Log Parser

Description

Parses logs from any input source for relevant information such as URI, IP, browser, device, HTTP status code, and timestamp.

Use Case

This transform is used when you need to parse log entries. For example, you may want to read in log files from S3 using S3Batchsource, parse the logs using LogParserTransform, and then store the IP and URI information in a Cube dataset.

Properties

logFormat: Log format to parse. Currently supports S3, CLF, and Cloudfront formats.

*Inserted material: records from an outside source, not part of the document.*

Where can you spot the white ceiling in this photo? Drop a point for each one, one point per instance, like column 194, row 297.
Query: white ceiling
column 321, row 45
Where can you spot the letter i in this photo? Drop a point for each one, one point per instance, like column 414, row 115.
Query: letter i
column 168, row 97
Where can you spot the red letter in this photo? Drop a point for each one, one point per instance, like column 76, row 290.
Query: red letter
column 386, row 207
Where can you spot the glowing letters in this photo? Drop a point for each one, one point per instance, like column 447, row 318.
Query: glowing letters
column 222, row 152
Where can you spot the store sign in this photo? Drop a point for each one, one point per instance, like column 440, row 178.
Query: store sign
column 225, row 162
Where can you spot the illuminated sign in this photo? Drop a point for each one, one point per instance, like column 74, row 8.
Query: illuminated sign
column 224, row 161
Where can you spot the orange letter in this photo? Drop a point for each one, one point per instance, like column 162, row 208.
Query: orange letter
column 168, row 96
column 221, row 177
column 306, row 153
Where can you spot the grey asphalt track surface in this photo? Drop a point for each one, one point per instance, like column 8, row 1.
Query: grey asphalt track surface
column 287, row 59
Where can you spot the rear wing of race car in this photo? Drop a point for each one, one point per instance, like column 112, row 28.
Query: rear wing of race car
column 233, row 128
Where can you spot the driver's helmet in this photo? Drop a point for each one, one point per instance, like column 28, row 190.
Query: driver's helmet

inputName: Name of the field in the input schema which encodes the log information. The given field must be of type String or Bytes.

Conditions

If error dataset is configured, then all the erroneous rows, if present in the input, will be committed to the specified error dataset. If no error dataset is configured, then pipeline will get completed but with warnings in the logs.

Example

This example searches for an input Schema field named 'body', and then attempts to parse the Combined Log Format entries found in the field for the URI, IP, browser, device, HTTP status code, and timestamp:

{
    "name": "LogParser",
    "type": "transform",
    "properties": {
        "logFormat": "CLF",
        "inputName": "body"
    }
}

The Transform will emit records with this schema:

+============================+
| field name    | type       |
+============================+
| uri           | string     |
| ip            | string     |
| browser       | string     |
| device        | string     |
| httpStatus    | int        |
| ts            | long       |
+============================+

  • CDAP Pipelines Plugin Type: transform
  • CDAP Pipelines Version: 1.7.0